Feb 12 07:53:49 home systemd[1]: snapd.refresh.timer: Adding 4h 40min 32.511656s random time.
Feb 12 07:53:49 home systemd[1]: apt-daily.timer: Adding 4h 57min 811.661ms random time.
Feb 12 07:53:49 home acpid: client 1303[0:0] has disconnected
Feb 12 07:53:49 home systemd-sleep[3689]: System resumed.
....

I’ve used 378 with CUDA 8. Not sure it’s required but they setup the .deb package to install it. If you install the CUDA package you can switch back to 378 just fine (or it did for me I should say.)

How did you switch back to 378? Anytime I try to install CUDA (apt-get install cuda from the deb file downloaded) it tries to install nvidia-375 and uninstall nvidia-378. Uninstalling nvidia-375 uninstalls cuda. Installing nvidia-378 uninstalls nvidia-375, which uninstalls cuda. And trying to install both via apt-get install cuda nvidia-378 results in

Reading package lists... Done
Building dependency tree       
Reading state information... Done
nvidia-378 is already the newest version (378.09-0ubuntu0~gpu16.04.1).
Some packages could not be installed. This may mean that you have
requested an impossible situation or if you are using the unstable
distribution that some required packages have not yet been created
or been moved out of Incoming.
The following information may help to resolve the situation:

The following packages have unmet dependencies:
 cuda : Depends: cuda-8-0 (>= 8.0.61) but it is not going to be installed
E: Unable to correct problems, you have held broken packages.

Install CUDA as before. it will install 375. From there go to the additional drivers panel (if in Ubuntu or Mint.) You can switch back to 378 and go abut your business.

Doesn’t seem to work for me. I can select nvidia-378, but as soon as I hit Apply Changes the radio button jumps back to 375 and nothing happens. I suspect that the cuda package incompatibility described above causes this behavior.

Hmmmm, I wonder if you remove CUDA and reinstall to try the procedure again. I did a a few installs before using the same technique without an issue. Are you on 16.04?

Yes, I’m on 16.04.1 LTS. I tried uninstalling cuda but no dice. If it matters, I’m selecting Linux > x86_64 > Ubuntu > 16.04 > deb (network), and the version of CUDA I have is 8.0.61-1. (I believe there was an earlier version of CUDA 8.0).

Ok I checked a few things and I was able to update today to new versions of the 378 driver (from 378.09 to 378.13) and retain the Cuda 8 libraries from the site ( I install two days ago so it’s current.)

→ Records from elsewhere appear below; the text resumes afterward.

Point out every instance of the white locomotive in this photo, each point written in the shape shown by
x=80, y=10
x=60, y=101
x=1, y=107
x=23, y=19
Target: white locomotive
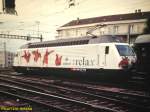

So maybe this is helpful:"

I’m using the graphics library PPA to install latest Nvidia drivers and I pull the latest kernels using the Ukuu tool. Currently I am running 4.9.10. All works very well.

My configuration is:
Gigabyte z170 ud5
6700k
Gigabyte xTreme Gaming GTX1080

I am running Unity-based Ubuntu 16.04 (with above mentioned changes)
I don’t use developer preview or the unstable PPAs.

I verified CUDA works by compiling a CUDA accelerated ffmpeg and use blender with GPU rendering successfully.